The Avon Gorge, on a less than
beautiful day
I spent most of this past week in Bristol, where we are establishing a new branch of the Idiotic Towers franchise, due to a change in the location of the employment of our senior partner. I suppose, if you're going to have a second home, it might as well be somewhere worth living, and Bristol is certainly that.
Bristol is where we spent the last decade of our kidult existence, 1977-87 B.C. (before children). Those were mainly fun years in a characterful city in the era of squats and punk and reggae, tempered by a dawning realization that the Thatcher Years were not going to be a mere blip in the inevitable historical progress of society towards a socialist utopia. I alternated much of my time between work in the university library, political meetings and demonstrations (I was a union activist in NALGO, the local government union), and sweaty nights in small music venues and pubs. Well, we made our own fun in those days.
Then there was cinema. Bristol has two arthouse cinemas, at the Arnolfini Gallery and the Watershed arts centre, and those years were the great years of independent cinema. Herzog, Fassbinder, Tarkovsky, Jarman, Greenaway... Bliss it was in that dawn to be alive; I'd sometimes see three new "foreign" movies in a week. You would gradually tune in to something astonishing like Tarkovsky's Mirror, ignoring the shuffling and muttering of those who didn't get it and who left after 20 minutes, ending up blissed out in a half-empty auditorium, with the impulse to exchange addresses with everyone else left in the place when the lights went up.

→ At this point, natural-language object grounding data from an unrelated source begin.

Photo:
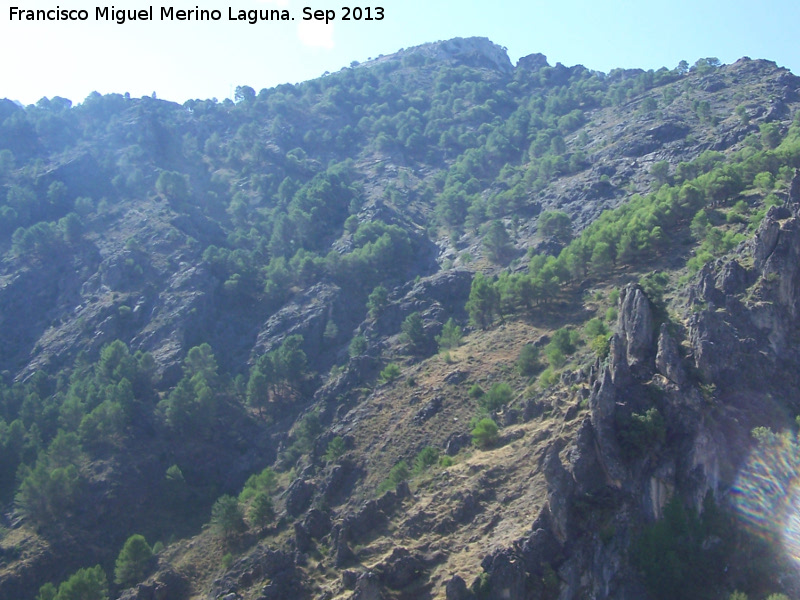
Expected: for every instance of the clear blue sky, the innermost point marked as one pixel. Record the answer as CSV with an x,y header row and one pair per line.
x,y
183,60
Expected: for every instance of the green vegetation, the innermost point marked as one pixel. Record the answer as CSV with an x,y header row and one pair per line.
x,y
426,458
498,396
389,373
84,584
450,337
134,561
484,433
227,517
245,206
398,474
335,450
413,332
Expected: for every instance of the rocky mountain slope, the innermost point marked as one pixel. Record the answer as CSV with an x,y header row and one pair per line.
x,y
461,329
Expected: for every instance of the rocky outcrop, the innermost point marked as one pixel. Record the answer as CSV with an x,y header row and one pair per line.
x,y
668,358
636,326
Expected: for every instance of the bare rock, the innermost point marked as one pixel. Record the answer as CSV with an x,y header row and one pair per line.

The music was pretty good, too. We saw many now-legendary acts -- the likes of Elvis Costello, Ian Dury, and the Clash, though I mainly recall an outstanding gig by jazz-fusion masters Weather Report, and two by the amazing Graham Parker -- and most pubs back then had a decent jukebox, regularly refreshed with the latest sounds. It is a toss-up now whether the title "Heart of Glass" calls to mind the film by Werner Herzog or the chart-topping single from Blondie.
The city has changed, of course, as has the sophistication of the entertainment demanded by the young. Mall-blight is becoming evident in the more peripheral streets, where many venerable shops have closed and become nightclubs and restaurants. I was particularly appalled to discover that George's Bookshop -- once a rival to establishments like Blackwell's in Oxford -- is now a Jamie Oliver restaurant. It's all still reassuringly shabby, however. My daughter remarked, as we drove through town a few weeks ago, that it was quite like Brighton (where she lives) but much grungier. Which, if you know Brighton, is quite an achievement.
4 comments:
What is keeping the Junior Partner in Southampton?
Kent,
A house with a need for some rather significant repairs and redecoration before it can be sold... Thirty year's accumulated STUFF to sort through... A daughter with another year to go at university... Plus good old inertia!
Mike
Are you going to have to deal with the first two alone?
Kent,
Absolutely not! My home-maintenance skills fall way short of plastering and roofing, for a start. Plus, well, let's just say it's not mainly MY stuff that has drifted into every available nook and cranny...
Space is always a problem. You may have noticed on your recent visit that English homes are built small, particularly the typical "semi-detached" -- as a builder once said to me, "We build a perfectly decent sized family house, then cut it in half".